So you want to be a parent?

Nate Howard and his father, Rob in Alaska. Photo provided.

by Rob Howard
Associate Editor

I came to being a gay father in a more traditional way – I was married to a wonderful woman. Together, we brought our son, Nathan into the world in 1976. Eight years later I came out, Nate’s mother and I divorced and I entered a life of being a gay father.

I have to say, being Nate’s father is, by far, the most significant – and satisfying – achievement of my life. You usually hear that from parents. Now that same-sex couples can get married across the country, and with same-sex couple adoption being allowed in every state, more and more same-sex couples are having children.

Female couples can have children by one of the pair having a biological baby. For male couples, that’s not so easy. But adoption is always an option and finding a surrogate mother to bear a biological child is also a possibility.

So what’s it like being a gay father? I’m not sure that there is a lot of difference in being a gay father or a straight one. We all want what is best for our children. We all want their life to be as easy as possible. We want him or her to maximize their achievement in their life.

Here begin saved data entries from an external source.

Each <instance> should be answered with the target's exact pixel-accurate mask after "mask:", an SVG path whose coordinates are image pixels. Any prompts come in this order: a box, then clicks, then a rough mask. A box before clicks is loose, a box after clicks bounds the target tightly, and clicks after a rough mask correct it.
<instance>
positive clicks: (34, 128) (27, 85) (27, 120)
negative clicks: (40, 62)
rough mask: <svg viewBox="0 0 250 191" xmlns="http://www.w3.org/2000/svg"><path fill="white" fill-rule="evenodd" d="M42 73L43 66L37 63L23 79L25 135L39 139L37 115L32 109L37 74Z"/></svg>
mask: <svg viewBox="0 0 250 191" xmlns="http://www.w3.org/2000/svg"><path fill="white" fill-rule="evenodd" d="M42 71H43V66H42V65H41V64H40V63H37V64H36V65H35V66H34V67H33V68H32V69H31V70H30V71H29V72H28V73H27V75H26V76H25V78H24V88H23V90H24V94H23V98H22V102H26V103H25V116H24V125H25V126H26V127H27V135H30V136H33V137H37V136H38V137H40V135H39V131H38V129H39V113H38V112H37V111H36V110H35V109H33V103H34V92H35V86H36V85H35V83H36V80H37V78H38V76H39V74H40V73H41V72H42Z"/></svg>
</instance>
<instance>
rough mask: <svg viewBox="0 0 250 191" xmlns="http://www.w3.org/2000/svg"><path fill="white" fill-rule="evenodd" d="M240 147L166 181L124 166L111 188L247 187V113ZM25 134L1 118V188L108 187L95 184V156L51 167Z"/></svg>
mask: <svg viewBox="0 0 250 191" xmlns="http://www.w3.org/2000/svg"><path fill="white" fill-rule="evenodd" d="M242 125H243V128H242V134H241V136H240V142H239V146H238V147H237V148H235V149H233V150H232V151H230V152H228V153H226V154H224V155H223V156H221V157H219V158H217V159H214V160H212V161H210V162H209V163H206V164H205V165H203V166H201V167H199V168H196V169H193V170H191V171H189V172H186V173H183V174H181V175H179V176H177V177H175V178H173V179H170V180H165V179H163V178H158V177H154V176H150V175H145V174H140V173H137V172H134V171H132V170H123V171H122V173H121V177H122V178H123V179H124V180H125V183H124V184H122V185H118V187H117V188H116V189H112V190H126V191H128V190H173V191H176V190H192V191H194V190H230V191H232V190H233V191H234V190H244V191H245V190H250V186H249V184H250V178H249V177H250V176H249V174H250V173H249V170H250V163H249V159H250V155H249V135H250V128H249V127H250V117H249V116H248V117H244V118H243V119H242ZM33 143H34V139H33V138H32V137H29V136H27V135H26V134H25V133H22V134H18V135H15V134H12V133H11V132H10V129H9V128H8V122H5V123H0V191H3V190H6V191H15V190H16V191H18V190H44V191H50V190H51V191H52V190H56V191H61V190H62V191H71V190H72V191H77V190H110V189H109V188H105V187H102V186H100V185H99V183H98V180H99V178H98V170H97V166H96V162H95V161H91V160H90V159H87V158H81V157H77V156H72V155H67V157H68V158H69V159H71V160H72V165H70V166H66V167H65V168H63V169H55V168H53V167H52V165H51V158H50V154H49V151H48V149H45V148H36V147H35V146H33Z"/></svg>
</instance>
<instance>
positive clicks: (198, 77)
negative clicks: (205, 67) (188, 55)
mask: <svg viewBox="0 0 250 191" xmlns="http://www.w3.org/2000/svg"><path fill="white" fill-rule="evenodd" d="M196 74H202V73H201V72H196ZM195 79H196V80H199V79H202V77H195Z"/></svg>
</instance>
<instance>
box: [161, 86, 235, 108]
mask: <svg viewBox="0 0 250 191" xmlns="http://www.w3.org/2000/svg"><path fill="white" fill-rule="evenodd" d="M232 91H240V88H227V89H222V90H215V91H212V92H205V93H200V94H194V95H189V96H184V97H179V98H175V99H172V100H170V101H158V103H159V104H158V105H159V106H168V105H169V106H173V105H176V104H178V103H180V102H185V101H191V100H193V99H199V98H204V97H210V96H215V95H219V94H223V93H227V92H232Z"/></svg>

I will say, having a partner to help raise your child certainly makes a difficult task easier. If you and your husband (or you and your wife) want to have children, there is a lot of stress involved and it’s just easier with two parents than one.

Being a parent is a full-time job. After all, you are training your child to have a good life. You have to make conscious decisions about a lot of things. And you need to go into it with your eyes wide open.

One of the most important is understanding what raising a child costs. Whether you have a biological child, or adopt one, bringing the kid into the family is expensive. According to Creatingafamily.org, the average cost of adopting through an agency is $42,300. Adopting through an attorney averages $32,000.

My best friend and his husband did a private adoption, and were lucky enough to have it cost only $7,000.

There is a federal adoption tax credit. In 2016 it was $13,460. You can carry the benefit forward for five years, which is a significant benefit, but if your adoption costs $40,000, you can only get part of it back.

Assuming you both work, because most couples do, the next big expense is daycare. My friends pay about $1,000 a month. The average cost of center-based daycare in the United State is $11,666 per year, but prices range from $3,582 to $18,773 a year.

But enough about what it costs. Once you get over the hurdle of how much it costs, you can enter into one of the most satisfying and difficult tasks anyone can do. The rewards are huge.

As your child grows, your relationship with him or her grows as well. In my case, there was never something that we could not talk about. There still isn’t. You can rejoice in their achievements in school, you can prepare them for life in our society. I learned more than I probably wanted to know about high school students and sex, but at least we could talk about it. And as an adult you can do neat things like travel together, or have great experiences together.

One of mine and Nate’s was going fishing in Alaska a couple of times. I discovered that he does a mean I Will Survive in karaoke. We both discovered that we liked fishing.

If you are thinking about having a child, I would say go for it. You will be forever glad that you did.